Ainsi Gérard Genette [5] repère et analyse tous les modes sur lesquels un ouvrage de littérature prend appui sur d’autres livres, déjà écrits, depuis parfois un grand nombre d’années ou de siècles : mutation, parodie, pastiche, transformation… Ici doit se jouer la grande différence entre soumission et obéissance : accepter l’héritage mais le retravailler, le réinterpréter, le réincorporer ou le rejeter.
Littérature […] dont tous les auteurs ne font qu’un et dont tous les livres sont un vaste livre infini. L’hypertextualité n’est qu’un des noms de cette incessante circulation des textes sans quoi la littérature ne vaudrait pas une heure de peine. Et quand je dis une heure [6] ! (p. 453).

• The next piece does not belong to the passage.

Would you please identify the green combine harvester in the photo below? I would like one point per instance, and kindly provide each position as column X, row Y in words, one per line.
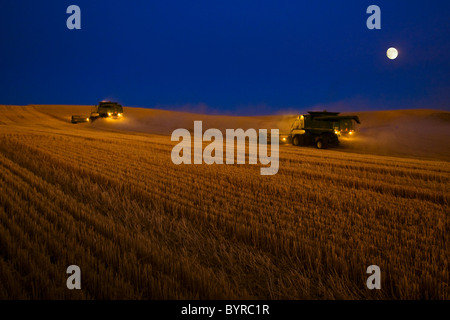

Dans ce qu’elle touche à la création artistique, l’écriture est sujette aux évolutions et révolutions, chaque grand artiste étant souvent celui qui subvertit les règles, les modes, les canons de son époque et en invente de nouveaux. Pour écrire, il vaut mieux accepter de n’être le plus souvent que dans le faire comme (« Tout est dit et l’on vient trop tard »), reconnaître à quel point on est pris dans des courants, des codes — y compris ceux de « l’originalité », toujours suspecte ! — et pourtant créer du neuf. C’est ce qu’autorisent particulièrement les mythes, les contes, certains textes, sources fécondes en groupes d’écriture. Repérer les composantes aliénantes et structurantes des identifications, reconnaître l’autre fondamentalement présent en nous, mais pour en faire du Soi. On peut tâcher de susciter dans le Groupe « ces moments de déplacement des liens d’identité, soudain transportés ailleurs que là où ils étaient, moments qui signent la double polarité du sujet comme tension constitutive entre cohésion et division, entre continuité et rupture [7] ».

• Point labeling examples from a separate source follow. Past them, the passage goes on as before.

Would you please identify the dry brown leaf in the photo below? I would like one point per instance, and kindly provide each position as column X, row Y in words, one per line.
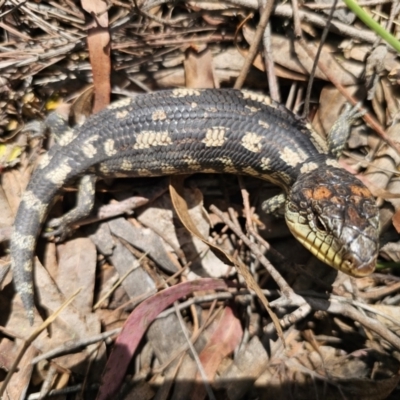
column 77, row 268
column 199, row 69
column 99, row 52
column 180, row 206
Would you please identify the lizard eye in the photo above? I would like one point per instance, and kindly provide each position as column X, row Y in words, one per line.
column 320, row 224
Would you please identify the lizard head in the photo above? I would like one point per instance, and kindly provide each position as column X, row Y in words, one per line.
column 334, row 215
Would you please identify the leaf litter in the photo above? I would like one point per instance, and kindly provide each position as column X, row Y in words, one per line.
column 179, row 321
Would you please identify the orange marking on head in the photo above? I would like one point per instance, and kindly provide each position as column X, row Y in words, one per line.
column 322, row 193
column 360, row 191
column 307, row 193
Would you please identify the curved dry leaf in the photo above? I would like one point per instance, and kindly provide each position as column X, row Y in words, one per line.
column 137, row 324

Quelques pistes me paraissent possibles : insister sur l’écriture comme labeur, plutôt que comme génie, inspiration, don, etc., éviter de sacraliser les productions littéraires, passer de la révérence, de l’admiration à leur étude : comment ça marche (sans prétendre jamais trouver les raisons ultimes de leur force, de leur beauté). Au passage, en fonction de l’actualité, il est bon de rappeler que les textes dits « sacrés » doivent eux aussi être soumis à l’étude, à l’exégèse : étudier leurs sources, montrer les conditions (humaines, bien sûr !) de leur production.

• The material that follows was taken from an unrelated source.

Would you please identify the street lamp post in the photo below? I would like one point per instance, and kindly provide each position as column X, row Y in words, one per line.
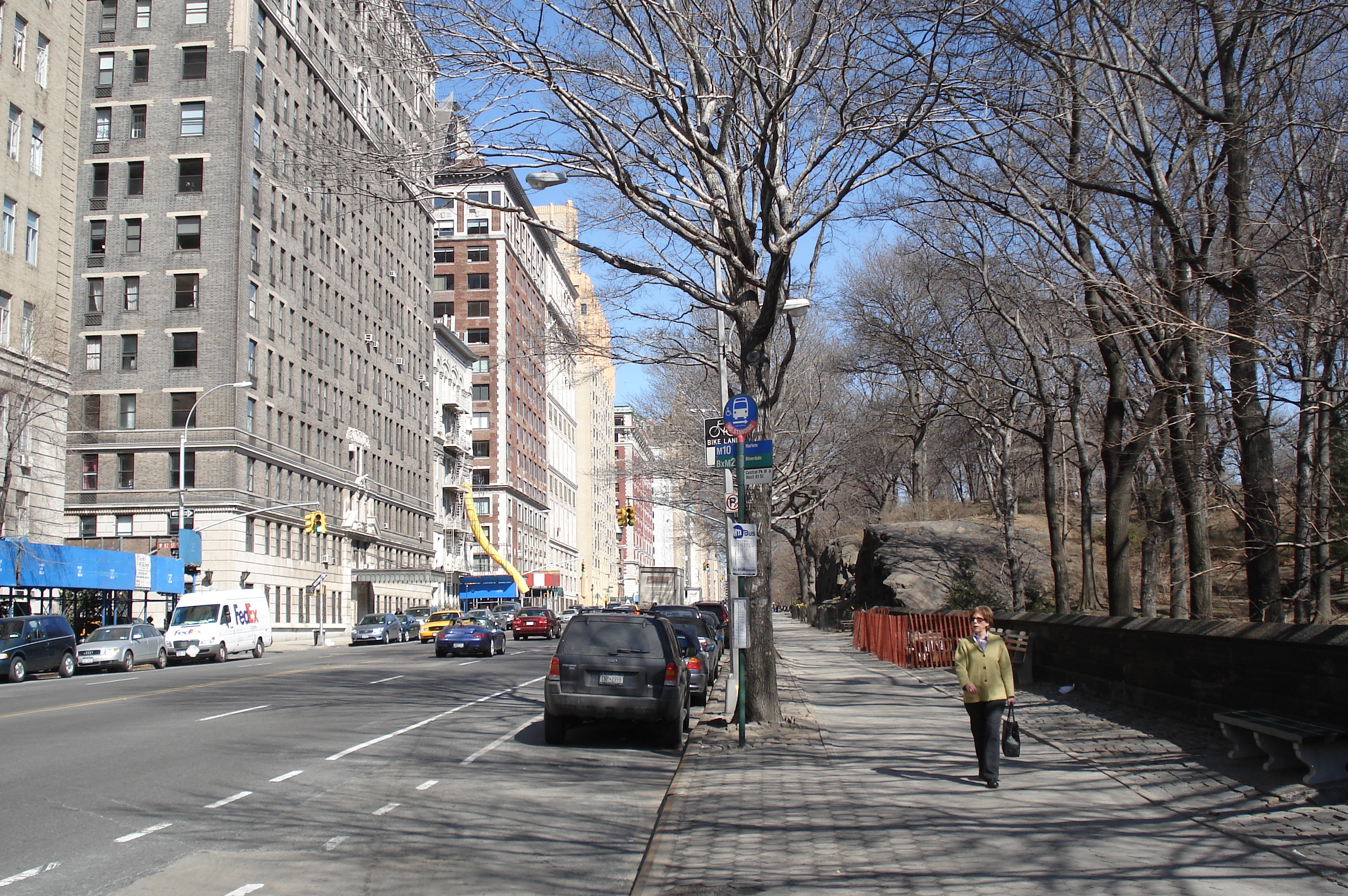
column 182, row 450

Pour conclure sur ces contenus qui concernent les codes imposés de la langue, de l’écriture et de la littérature, on souhaite faire passer
– de la langue de tous à sa langue à soi, mais telle que tous puissent l’entendre,
– de l’Autorité des Grands Textes, comme « modèles » écrasants à leur utilisation féconde et singulière,
- d’une autorité prescriptive à une autorité au sens étymologique du mot (« augmenter ») : faire croître sa capacité personnelle d’écriture, (re)trouver confiance en sa spontanéité individuelle, sa créativité.
Processus
L’autonomisation des participants à un groupe passe davantage par les modes et les processus d’animation que par les contenus. Ceux-ci risquent toujours de dériver vers la prescription, « l’énoncé sacré » tel que le définit P. Aulagnier [8] : succédant à « la voix divine », cet énoncé plus moderne se veut, de la même façon, « éternellement vrai, d’une certitude absolue » (p. 186). Lors d’interventions dans les secteurs de l’éducation et de la formation des « publics en difficulté », je suis souvent frappée par des démarches pleines de bonne volonté qui consistent à faire produire des discours, des textes (poèmes, raps, chansons, récits…) dénonçant par exemple le racisme, la guerre, l’oppression. Que de bons sentiments, quelle unanimité ! Pour « faire plaisir à la maîtresse », on s’aliénera à des représentations, des valeurs venues d’un autrui qui détient l’autorité. Au lieu de permettre que s’expriment, se reconnaissent, s’élaborent les conflits des sujets aux prises avec des difficultés — en eux-mêmes, avec les autres —, au lieu d’avoir un effet émancipateur sur les processus psychiques, ces productions entretiennent la dépendance et le gel de la pensée personnelle. Pire encore, on encourage peut-être une soumission qui risque de faire le lit de n’importe quel intégrisme [9].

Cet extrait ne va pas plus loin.